Une deuxième spécificité, est que le registre eax devrait contenir l’identifiant du syscall. La liste de ces identifiants est activement maintenue sur ce site.

Ces appels système sont détectables à travers une analyse statique du binaire. Ils sont également détectables par un EDR qui voit qu’une instruction syscall provient d’un espace mémoire n’appartenant pas à ntdll.dll.

Lors de l’utilisation de syscalls directs, la pile d’appels présente une anomalie notable : l’exécution du syscall et son retour se produisent dans l’espace mémoire du malware du processus en cours d’exécution, plutôt que dans la mémoire de ntdll.dll.

Indirect direct syscalls

Pour éviter qu’une instruction provienne de l’espace mémoire de notre process, il suffirait de trouver cette instruction dans l’espace mémoire de ntdll.dll et l’appeler depuis notre programme.

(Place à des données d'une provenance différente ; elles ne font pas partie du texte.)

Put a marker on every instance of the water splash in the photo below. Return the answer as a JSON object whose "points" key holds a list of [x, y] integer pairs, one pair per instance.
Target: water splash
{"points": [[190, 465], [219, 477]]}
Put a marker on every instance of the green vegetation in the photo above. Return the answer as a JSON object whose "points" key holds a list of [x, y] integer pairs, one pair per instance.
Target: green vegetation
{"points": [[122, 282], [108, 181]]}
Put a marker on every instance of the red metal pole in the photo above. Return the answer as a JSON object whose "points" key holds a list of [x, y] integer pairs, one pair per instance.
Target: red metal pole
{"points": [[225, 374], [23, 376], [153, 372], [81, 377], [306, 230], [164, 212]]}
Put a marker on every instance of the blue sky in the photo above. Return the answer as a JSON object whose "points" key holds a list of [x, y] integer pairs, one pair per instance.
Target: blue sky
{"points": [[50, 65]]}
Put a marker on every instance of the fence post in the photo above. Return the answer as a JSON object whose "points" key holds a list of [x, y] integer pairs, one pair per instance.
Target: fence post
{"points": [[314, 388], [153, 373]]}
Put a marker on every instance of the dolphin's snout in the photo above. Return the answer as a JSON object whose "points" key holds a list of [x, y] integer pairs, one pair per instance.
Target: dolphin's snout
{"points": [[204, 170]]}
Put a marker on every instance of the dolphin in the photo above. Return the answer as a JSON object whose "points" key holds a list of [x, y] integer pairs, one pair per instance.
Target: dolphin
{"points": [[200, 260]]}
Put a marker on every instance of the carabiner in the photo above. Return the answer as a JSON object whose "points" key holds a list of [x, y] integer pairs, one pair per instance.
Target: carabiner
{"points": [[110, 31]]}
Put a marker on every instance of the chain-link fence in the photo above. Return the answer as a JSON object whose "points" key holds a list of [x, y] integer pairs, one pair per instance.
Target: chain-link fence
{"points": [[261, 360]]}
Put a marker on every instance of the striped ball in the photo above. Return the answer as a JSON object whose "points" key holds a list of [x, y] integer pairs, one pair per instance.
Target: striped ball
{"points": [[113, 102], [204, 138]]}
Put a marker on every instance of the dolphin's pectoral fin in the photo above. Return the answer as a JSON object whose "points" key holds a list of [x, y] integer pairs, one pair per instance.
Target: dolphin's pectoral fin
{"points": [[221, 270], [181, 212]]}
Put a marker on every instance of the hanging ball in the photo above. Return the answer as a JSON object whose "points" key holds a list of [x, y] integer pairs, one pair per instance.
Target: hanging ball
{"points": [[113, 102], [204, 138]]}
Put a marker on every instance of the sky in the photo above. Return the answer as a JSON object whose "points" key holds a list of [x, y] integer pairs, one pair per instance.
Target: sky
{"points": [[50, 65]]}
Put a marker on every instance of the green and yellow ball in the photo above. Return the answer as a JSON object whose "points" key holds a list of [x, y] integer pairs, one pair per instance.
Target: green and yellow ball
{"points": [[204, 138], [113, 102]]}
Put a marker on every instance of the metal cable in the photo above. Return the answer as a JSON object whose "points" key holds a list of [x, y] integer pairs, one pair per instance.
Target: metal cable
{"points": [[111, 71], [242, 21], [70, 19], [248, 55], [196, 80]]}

        mov r10, 0 ;premier paramètre
        mov rdx, 0 ;deuxième paramètre
        mov eax, XX ; le numero de l'appel système
        call [ADR_DE_SYSCALL_DANS_NTDLL]

Les syscalls indirects, produisent une pile d’appels qui ressemble davantage à celle d’un processus légitime. Dans ce cas, l’exécution du syscall et l’instruction de retour se déroulent dans la mémoire de ntdll.dll, ce qui est le comportement attendu pour des processus d’application normaux. Cette approche rend la détection plus difficile pour les `qui se basent uniquement sur l’analyse de la zone mémoire d’où proviennent les syscalls et leurs retours.

Se défendre

La connaissance de cette technique sert autant pour les équipes offensives que défensives. Pour une équipe défensive, la simple connaissance de son existence leur permettra d’identifier rapidement les binaires l’utilisant à travers une analyse manuelle du binaire ou moyennant un code basique d’émulation.

Détection par ETW (Event Tracing for Windows) : Les EDR avancés qui utilisent ETW peuvent analyser la pile d’appels complète. Même si les syscalls indirects produisent une pile d’appels plus légitime en apparence, ETW peut encore révéler des anomalies subtiles dans la structure globale de la pile.